The service that Lavabit provided was secure email. Incoming email was automatically encrypted when it was received with the end-user’s private key, and incoming email wasn’t logged before encryption. That’s what the website said, and that’s what users were paying for.
On August 8th, Lavabit suspended its operations and ceased to provide email service. They wouldn’t re-open until 2017.
The owner of Lavabit, Ladar Levison, said he couldn’t explain why he had shut down the service due to a legal gag order.
Later, we found out what happened.
Levison had received a National Security Letter from the FBI demanding that he cooperate with an investigation, most likely about Snowden. NSLs are administrative subpoenas that the FBI can issue without a warrant or any judicial oversight at all in relation to national security cases. As shown in this case, they can also come with gag orders that prohibit the recipient from talking about them.
Levison was apparently willing to help out and provide information about the specific customer named in the order - if it was Snowden, he was going to be prepared for that to happen - but that’s not what the FBI wanted. They got a court order demanding that the Lavabit private TLS keys be handed over, which would have allowed them to capture all email traffic for all 400,000 Lavabit users.
Since the whole point of Lavabit was not allowing user emails to be intercepted, Levison shut down the service.
Lavabit relaunched in 2017 with a new end-to-end encrypted mail protocol. I haven’t really looked into whether it’s any good, but there’s no way to make it both secure and compatible with standard email.

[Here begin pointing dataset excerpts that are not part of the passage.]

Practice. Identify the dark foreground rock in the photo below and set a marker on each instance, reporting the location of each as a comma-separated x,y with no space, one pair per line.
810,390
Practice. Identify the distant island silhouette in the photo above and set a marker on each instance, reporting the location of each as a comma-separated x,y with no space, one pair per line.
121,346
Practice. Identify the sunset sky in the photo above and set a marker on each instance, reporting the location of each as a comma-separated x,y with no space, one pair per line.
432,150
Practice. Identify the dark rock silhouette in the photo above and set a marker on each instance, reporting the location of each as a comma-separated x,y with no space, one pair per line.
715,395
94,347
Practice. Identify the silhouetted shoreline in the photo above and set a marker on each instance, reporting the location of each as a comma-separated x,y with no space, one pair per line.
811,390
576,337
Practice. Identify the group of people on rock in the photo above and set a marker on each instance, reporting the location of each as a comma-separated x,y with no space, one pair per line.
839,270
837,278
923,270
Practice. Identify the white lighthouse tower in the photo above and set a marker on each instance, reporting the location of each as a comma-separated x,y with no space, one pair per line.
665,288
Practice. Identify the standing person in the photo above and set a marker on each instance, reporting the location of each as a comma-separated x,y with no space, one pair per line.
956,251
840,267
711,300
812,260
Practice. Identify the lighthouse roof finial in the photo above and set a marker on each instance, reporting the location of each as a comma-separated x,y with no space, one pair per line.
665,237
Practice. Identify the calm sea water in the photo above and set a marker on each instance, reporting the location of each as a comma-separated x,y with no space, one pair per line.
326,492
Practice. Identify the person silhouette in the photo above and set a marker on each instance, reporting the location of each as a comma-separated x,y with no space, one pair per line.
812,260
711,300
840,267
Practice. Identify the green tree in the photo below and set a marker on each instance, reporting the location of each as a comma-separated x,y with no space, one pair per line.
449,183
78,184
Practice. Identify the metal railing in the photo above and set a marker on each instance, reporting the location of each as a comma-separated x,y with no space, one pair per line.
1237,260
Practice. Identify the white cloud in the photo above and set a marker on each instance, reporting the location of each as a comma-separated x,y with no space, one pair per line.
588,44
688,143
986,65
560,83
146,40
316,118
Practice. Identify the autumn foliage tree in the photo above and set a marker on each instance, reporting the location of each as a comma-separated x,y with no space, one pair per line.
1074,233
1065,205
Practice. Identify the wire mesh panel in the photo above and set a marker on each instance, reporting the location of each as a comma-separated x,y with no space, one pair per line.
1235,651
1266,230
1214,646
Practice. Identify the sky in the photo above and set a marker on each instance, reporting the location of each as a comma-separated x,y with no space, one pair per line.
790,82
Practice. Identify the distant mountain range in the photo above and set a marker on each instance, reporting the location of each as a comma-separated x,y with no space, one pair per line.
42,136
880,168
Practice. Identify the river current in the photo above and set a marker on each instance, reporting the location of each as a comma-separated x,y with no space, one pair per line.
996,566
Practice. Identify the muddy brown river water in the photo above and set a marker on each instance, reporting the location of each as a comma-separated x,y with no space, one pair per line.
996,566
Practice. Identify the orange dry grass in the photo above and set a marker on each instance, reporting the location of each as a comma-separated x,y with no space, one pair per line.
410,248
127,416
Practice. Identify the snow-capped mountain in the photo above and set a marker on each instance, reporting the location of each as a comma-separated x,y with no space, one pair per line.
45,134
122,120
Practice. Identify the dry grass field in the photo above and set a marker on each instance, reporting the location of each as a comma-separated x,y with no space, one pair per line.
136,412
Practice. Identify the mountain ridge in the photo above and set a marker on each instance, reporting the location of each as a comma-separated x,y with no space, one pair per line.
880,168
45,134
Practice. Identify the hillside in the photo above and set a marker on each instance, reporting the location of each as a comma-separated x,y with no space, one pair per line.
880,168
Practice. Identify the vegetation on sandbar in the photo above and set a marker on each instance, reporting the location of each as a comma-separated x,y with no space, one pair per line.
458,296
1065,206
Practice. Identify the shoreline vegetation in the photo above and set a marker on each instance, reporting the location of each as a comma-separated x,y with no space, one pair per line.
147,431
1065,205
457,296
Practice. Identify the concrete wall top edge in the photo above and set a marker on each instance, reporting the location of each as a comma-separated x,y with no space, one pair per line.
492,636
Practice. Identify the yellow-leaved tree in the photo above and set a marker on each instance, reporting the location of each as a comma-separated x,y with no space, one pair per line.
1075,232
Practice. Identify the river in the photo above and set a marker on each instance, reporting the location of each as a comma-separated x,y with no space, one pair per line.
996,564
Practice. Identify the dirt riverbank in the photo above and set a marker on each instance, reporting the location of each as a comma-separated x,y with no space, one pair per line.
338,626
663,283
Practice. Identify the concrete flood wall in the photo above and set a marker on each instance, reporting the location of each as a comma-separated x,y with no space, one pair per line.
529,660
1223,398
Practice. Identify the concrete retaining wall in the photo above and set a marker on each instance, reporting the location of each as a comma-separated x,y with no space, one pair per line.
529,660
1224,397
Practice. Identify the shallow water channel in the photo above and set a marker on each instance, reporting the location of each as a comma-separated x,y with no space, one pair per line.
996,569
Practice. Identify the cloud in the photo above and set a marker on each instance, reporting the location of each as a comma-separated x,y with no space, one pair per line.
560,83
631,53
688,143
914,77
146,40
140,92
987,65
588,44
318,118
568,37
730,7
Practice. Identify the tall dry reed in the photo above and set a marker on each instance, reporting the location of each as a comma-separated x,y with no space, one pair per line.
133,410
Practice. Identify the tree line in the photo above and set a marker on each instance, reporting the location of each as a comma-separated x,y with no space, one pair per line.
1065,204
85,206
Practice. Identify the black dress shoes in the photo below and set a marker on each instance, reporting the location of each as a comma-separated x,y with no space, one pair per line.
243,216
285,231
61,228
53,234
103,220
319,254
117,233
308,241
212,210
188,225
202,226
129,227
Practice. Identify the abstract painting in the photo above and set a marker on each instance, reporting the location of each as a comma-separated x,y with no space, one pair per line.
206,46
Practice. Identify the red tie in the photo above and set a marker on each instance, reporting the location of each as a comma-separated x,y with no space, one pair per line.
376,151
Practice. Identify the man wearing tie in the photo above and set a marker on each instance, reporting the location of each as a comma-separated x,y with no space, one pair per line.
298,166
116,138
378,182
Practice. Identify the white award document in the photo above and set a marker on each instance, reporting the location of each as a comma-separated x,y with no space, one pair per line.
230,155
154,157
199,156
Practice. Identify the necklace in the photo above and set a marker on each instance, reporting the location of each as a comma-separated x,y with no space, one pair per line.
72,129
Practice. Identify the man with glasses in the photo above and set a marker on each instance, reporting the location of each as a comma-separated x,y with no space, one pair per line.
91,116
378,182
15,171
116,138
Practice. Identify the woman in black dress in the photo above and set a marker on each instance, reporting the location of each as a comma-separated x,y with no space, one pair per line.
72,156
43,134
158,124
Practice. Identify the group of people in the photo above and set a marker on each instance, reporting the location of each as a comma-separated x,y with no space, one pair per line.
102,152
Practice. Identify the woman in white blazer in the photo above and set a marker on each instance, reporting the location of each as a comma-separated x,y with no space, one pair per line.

It’s not just Lavabit either. The recent thing with Protonmail in Switzerland providing IP addresses to police so they could arrest a climate activist is exactly the same issue.
Conclusions
The original Lavabit service was based on trust. Levison and any other Lavabit employees had the power to intercept emails at any time, but promised not to.
That promise was impossible to keep while still running the service.
A less principled business owner, or the owner of a business that wasn’t so completely based on a security promise, probably wouldn’t have shut down the business. They simply would have complied with the order and not talked about it.
So where does that leave us?
- Big internet companies provide direct access to user data for law enforcement.
- Small internet companies can be legally ordered to do the same thing at any time. They won’t even be able to talk about it.
That means that data sent to a service provider should be considered interceptable. Remember that most proprietary software has a universal backdoor, and can be updated to break features like end-to-end encryption at any time. Remember that metadata is no less valuable than data.